On September 17, the Beverly Police Department posted on Facebook, “Over the past two days the department has received numerous calls about a seal that has settled in the Shoe Pond next to the police station on the Cummings Center Property.” The seal “appears cheerful, healthy, and has a large food supply in his current position,” according to our animal control officer.
After the name of his preferred pond, Shoebert, the misplaced marine mammal gained some notoriety among people eager to see the intrepid pinniped. It is believed that Shoebert crossed from the sea into a river and then into the pond through a drainage pipe.
The gray seal is still swimming freely in Shoe Pond, according to a Facebook post from National Oceanic and Atmospheric Administration (NOAA) Fisheries New England/Mid-Atlantic on September 21. On September 19, it independently transitioned from the smaller lower pond to the bigger upper pond.
Biologists measured the pond’s depth earlier today and observed how the seal behaved. Two rescue divers from the Beverly Fire Department were brought in to inspect the pond’s bottom conditions. If a rescue is required, this information will help our response teams be more prepared. All of these groups’ help is greatly appreciated!
Aside from attempts to catch Shoebert in a net, his new community showed Shoebert a lot of love by producing T-shirts in his honor and briefly modifying the police department’s Facebook emblem to incorporate a seal.
Ainsley Smith, the Mammal Stranding Coordinator for NOAA Fisheries, told Boston25 that “it’s quite the journey for him.” It’s fine to be in the pond, but we don’t want any humans to be in its path if it decides to emerge from the water and move onto the grass, cross the road, or move into the parking lot.

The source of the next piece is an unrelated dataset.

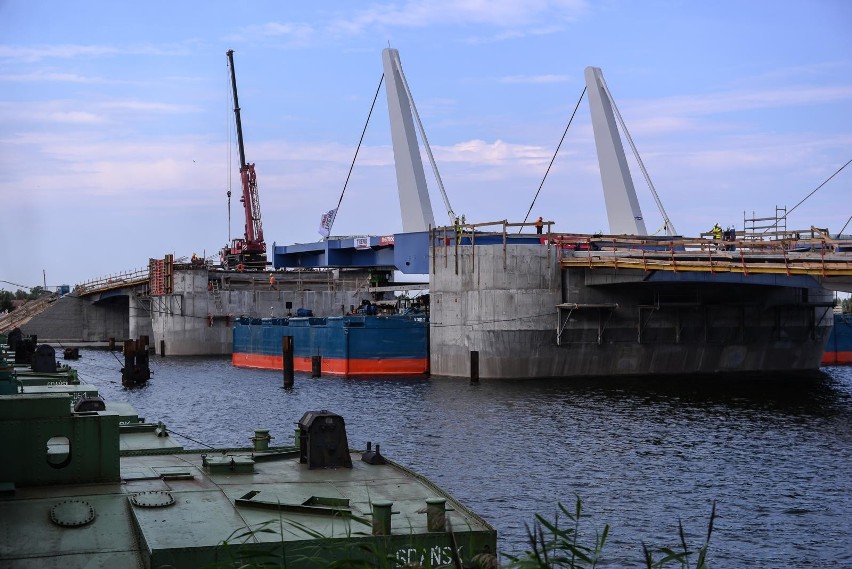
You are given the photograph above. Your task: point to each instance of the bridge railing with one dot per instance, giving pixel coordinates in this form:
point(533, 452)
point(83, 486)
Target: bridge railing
point(117, 280)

He did, in fact, cross the parking lot. Shoebert, everyone’s favorite seal, paid us a visit at around 2.30 am on September 23, 22nd, according to a Beverly PD Facebook post. Shoebert emerged from the pond, proceeded through the parking lot of the Cummings Center, and arrived at the police station’s side entrance to request assistance.
As it transpired, surveillance footage showed Shoebert bouncing about the parking lot and being hailed by an officer who appeared to be a little perplexed.

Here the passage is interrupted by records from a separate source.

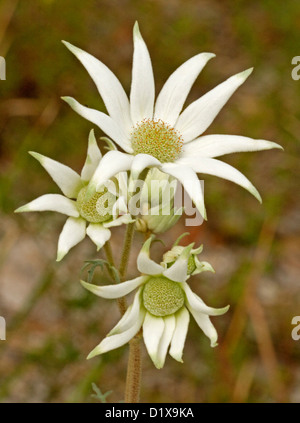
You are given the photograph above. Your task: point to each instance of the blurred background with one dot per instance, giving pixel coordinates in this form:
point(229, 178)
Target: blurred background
point(52, 323)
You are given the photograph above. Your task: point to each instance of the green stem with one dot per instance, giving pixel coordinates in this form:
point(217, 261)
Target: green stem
point(134, 368)
point(134, 371)
point(108, 251)
point(126, 249)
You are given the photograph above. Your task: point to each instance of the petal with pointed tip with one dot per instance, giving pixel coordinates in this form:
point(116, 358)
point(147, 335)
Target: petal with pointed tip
point(165, 341)
point(197, 304)
point(66, 178)
point(203, 321)
point(115, 341)
point(103, 121)
point(180, 332)
point(178, 271)
point(51, 202)
point(115, 291)
point(92, 159)
point(140, 162)
point(108, 85)
point(73, 232)
point(122, 220)
point(145, 264)
point(98, 234)
point(130, 316)
point(153, 328)
point(218, 145)
point(112, 163)
point(142, 86)
point(189, 181)
point(222, 170)
point(198, 116)
point(175, 91)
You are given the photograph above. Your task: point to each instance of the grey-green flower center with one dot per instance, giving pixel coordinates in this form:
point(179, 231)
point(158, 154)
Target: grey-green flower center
point(162, 297)
point(98, 208)
point(158, 139)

“With no problems, we were able to place Shoebert in a special wildlife carrier. Shoebert was a touch feisty in the early morning hours and seemed to be in good health, according to Beverly PD.
After that, Shoebert was brought to Mystic Aquarium in Connecticut for a checkup and some tender loving care. According to Sarah Callan, manager of the aquarium’s animal rescue program, “He is acting like a regular, feisty, four-year-old gray seal.”
In a further twist, Shoebert was already tagged, so this wasn’t his first rodeo. It turns out that the young animal had previously been saved in Cape Cod when he was still a pup and had even been delivered to the same aquarium. He is not unfamiliar to us. He’s completed the circle. In 2018, he was freed in Rhode Island, according to Callan,” NBC Boston reported.
Staff members could easily identify Shoebert as the same puppy who had been given to them by the International Fund for Animal Welfare thanks to his unusual facial scarring. He received a thorough examination, including blood work and X-rays, and was judged to be in good health. He was smaller than the typical adult of his species, weighing only 106 kilos (235 pounds), but Shoebert is still only four years old. Adult male gray seals attain sexual maturity at age six.
“We are hoping to release him in a peaceful, distant spot near other seals,” Callan said to Boston25.
Block Island, in Rhode Island, would be that place. Shoebert is contributing to science since the aquarium outfitted him with a satellite tracker to provide researchers with information on seal ranges.
In a world where ocean dynamics are changing at an alarming rate, getting data on Shoebert’s health and movements since his initial admission for rehabilitation in 2018 is vital, according to Callan, according to NBC Boston.
“Shoebert’s contributions to science and research will aid in our understanding of the ecology and importance of the gray seal species as a whole.”